It occurred to me yesterday that if I were going to do Riverworld as a series, I would take on more (slightly more) of a Lost approach.

In the books, 35 billion human beings, everyone who ever lived between about 2 million BC and 2008 AD, wakes up naked, all at the same time, on the banks of the River. Everyone is hysterical and terrified, running around, freaking out.

I'd follow this exactly in the first episode. Introduce the main characters (Burton, Peter Frigate, the rest as detailed in the book, including the alien, Monat) and start revealing the secrets of the Riverworld, slowly - these people have no idea at first where they are and what happened to them or who's responsible. And yeah, you can easily get across the idea that everyone's naked with strategic camera angles.

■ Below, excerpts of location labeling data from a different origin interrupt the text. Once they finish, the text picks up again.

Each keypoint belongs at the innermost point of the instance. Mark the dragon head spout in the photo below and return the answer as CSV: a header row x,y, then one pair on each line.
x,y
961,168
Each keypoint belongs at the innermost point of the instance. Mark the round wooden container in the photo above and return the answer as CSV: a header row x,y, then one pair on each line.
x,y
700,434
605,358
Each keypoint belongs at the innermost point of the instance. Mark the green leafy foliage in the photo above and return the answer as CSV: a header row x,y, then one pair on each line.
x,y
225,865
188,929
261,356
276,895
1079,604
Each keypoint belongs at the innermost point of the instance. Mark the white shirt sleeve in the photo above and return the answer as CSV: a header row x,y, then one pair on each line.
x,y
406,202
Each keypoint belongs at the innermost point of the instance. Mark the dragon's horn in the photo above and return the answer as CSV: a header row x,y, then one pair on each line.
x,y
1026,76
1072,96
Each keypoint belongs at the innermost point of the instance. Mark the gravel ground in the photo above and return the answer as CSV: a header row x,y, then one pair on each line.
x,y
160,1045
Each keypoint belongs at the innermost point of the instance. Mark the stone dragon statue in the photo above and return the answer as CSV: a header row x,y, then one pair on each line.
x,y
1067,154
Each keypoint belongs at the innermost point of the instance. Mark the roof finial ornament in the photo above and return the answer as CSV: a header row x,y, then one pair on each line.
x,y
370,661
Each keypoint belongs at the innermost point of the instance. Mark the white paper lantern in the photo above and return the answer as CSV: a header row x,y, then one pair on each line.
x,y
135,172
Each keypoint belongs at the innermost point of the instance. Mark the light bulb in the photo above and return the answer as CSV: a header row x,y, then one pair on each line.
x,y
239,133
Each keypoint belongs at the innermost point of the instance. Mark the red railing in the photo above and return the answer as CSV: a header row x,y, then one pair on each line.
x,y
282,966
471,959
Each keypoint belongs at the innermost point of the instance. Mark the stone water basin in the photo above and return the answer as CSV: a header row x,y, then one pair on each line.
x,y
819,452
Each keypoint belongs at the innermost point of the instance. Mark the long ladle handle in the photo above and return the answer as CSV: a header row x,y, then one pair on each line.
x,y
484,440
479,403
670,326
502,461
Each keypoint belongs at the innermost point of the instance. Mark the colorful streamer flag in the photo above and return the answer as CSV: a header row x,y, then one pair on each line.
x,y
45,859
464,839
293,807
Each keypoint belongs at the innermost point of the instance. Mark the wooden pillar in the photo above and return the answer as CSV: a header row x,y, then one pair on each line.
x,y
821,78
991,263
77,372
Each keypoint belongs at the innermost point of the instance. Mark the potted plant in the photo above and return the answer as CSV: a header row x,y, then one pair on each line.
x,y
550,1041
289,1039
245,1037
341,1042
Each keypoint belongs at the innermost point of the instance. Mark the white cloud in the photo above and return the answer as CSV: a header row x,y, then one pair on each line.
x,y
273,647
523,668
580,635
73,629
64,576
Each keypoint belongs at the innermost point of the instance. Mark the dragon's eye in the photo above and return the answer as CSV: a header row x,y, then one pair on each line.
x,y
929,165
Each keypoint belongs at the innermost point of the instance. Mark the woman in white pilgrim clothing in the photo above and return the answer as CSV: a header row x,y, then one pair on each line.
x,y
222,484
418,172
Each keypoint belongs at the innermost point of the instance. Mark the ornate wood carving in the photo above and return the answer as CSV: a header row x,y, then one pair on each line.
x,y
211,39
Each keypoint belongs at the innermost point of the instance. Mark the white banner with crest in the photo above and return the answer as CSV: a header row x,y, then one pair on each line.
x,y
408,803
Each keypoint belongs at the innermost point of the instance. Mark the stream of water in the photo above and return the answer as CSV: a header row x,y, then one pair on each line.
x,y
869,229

That's just a brief synopsis to give you an idea - to me the real charm of the Riverworld novels was the incredible mystery of the place, confronted by a humanity which had been stripped of its technology, meaningful resources and even its clothes (at first), a humanity in the hands of beings about as powerful as the planet builders recently seen in Stargate Universe...and eventually overcoming all this to become masters of their fate.

A series could reveal new wonders, new cultures, and the heroes would slowly learn more about the Riverworld simply by getting out there, having a look around, and using their brains. Figuring out how to improvise and turn the situation to their advantage (like how the Riverboat used the grailstones to recharge)

And Burton would be the frakking hero, damn it.

I think it would be very doable if you didn't reveal all the mysteries at once and build the database as you went, so to speak. Plus the culture clashes were just plain interesting. The character combinations available would lead to some really funny or tragic plots. What happens when a 20th century American hooks up with a Jewish woman who knew Moses? Or a Roman soldier hooked up with a Victorian woman? What happens when you find your spouse and she's shacked up now with, say, Spartacus? That kind of stuff would be fun in itself.

Thoughts, opinions?
 
This is sooo doable. Any time they needed a stand-alone you could have a character encounter a new society and interact. If budget was an issue, raiding the nearest production's wardrobe combined with the generic "towel-like" cloths provided would work. Meanwhile, the underlying story would run through. They could easily get a season out of the first book(22 eps) and then drag through Book 2 over a season as well. Withthe idea that if ratings were good, stand-alones could stretch all that out.
 
If this was going to be made I'd like to see maybe 12 episodes a season so that the time could be spent on research and writing to try and make the characters as historically accurate as possible.

Burton should be the hero. In the books could be a bit of an ass and I think this works, making him a hero with flaws.

I'm not sure it would pass TPTB but i would keep Hermann Göring as a character. There needs to be characters that were villains in this world that are not villains in the next. Göring never becomes a hero but is a pathetic, sometimes sympathetic character in the Riverworld novels.

I would also have a set date that only people who died before a certain date can be on the Riverworld. I believe it was 1983 in the books but this could be moved as far as 2000. A point in the books was that people who claimed to have died after 1983 were agents. If the series airs on TV in 2011 then the destruction of the earth has to be set in about 2013. This way by the time it's revealed to the audience that the people who died after 1983 are agents and that the story they tell of the world ending isn't necessarily true.

The Alien, Monat, and the titanthope, Joe Miller, need to be in the starting company, however if Joe Miller needs to be a Neanderthal, for production reasons, I could accept that change.

(I haven't read these books in twenty years, I hope I'm remembering things right.)